It’s difficult to take the Liberal National Party’s (LNP) $50 million election promise to boost biosecurity seriously when any attempt to elicit information about the plan is met with vague one-liners and campaign slogans that have been repeated ad nauseum.
Opposition Leader David Crisafulli – who has seen himself as the state’s rightful premier for at least a decade since he served in the shadow of former LNP leader Campbell Newman – made the announcement he would commit the funding to beef up biosecurity in early September, but there has been little-to-no effort to make it more than a hollow election promise since then.
When we asked the LNP how it intended to roll out the strategy, which includes a pledge to reopen the Cape York Biosecurity Centre at Coen, the response was so nebulous it would have had even the most jaded political spin doctor rising in a standing ovation.
The major problem with the plan is a simple one: the State Government no longer owns the infrastructure at the Coen site, having handed it back to the Southern Kaantju Traditional Owners more than 12 months ago. Worse still, the former inspection shed has since been demolished and relocated, meaning the facility is now almost as bare as the LNP’s plan.

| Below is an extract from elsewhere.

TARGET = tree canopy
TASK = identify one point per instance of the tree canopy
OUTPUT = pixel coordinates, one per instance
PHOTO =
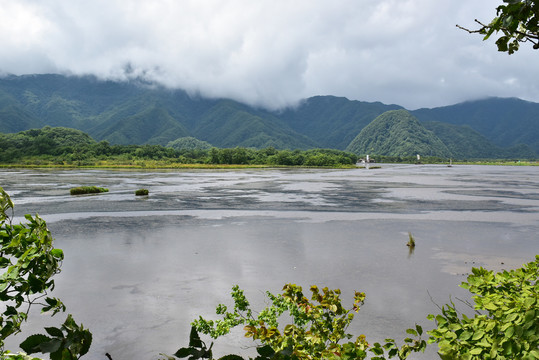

Let’s not beat around the bush: it’s not just the LNP which has less-than-believable biosecurity credibility, especially when it comes to the remotest parts of Queensland.
Labor’s position on biosecurity was made abundantly clear when the government shuttered the Coen facility in mid-2023 under the reign of then-premier Annastacia Palaszczuk.
Little has improved since Premier Steven Miles took on the top job, with Minister for Agricultural Industry Development and Fisheries Mark Furner showing zero interest in biosecurity anywhere in the state, let alone on Cape York.
As I see it, there are four possible ways for the LNP to successfully reestablish a biosecurity presence on Cape York and once again make it a government priority.
The first option is to negotiate some form of agreement with the Traditional Owners to resume control of the Coen site. It’s not currently being used, and sources familiar with it say it’s not likely to be anytime soon, meaning it will fall into further disrepair. Any agreement will almost certainly come at a premium, which will need to be added to the cost of building a new inspection shed to replace the one removed a few months ago.
Option two is to construct another facility in the same general vicinity as the former site, a feat requiring planning mastery when one takes native title determinations around Coen into account. Again, this plan will cost millions of dollars of taxpayer funds in legal fees and construction costs, and delay the reestablishment of a Cape York biosecurity presence by years as government and land council lawyers enter the fray.
The third possibility is to find an alternative site along the Peninsula Developmental Road, but the remoteness of Cape York means any facility is ostensibly going to have to be near a town to effectively staff and support it. Dr Kevin Dunn told this publication he couldn’t see it being positioned anywhere else but around Coen and he should know – he’s the one who led the project to establish the original Cape York Biosecurity Centre in 1999 and says the spot was chosen “very deliberately”.
The final option is that the LNP is just using the $50m plan as nothing more than an election promise it has no intention in ever bringing to fruition. If the party doesn’t win the election, the pledge can be scrapped with the myriad other promises made since campaigning kicked off. If Mr Crisafulli moves into the premier’s office with a majority government, it can also go in the shredder without any real blowback, given Queenslanders won’t have a chance to retaliate until 2028.
The Opposition Leader has four options for his plan to bulk up biosecurity on Cape York. Three of them will come at what one suspects will be a significant cost to taxpayers, while the fourth will put our agricultural, fishing and tourism industries at risk by continuing to use biosecurity as a rapidly-deflating political football.
Perhaps this would have been clear to Mr Crisafulli had he deemed it important to visit Cape York even once before voters go to the polls on 26 October.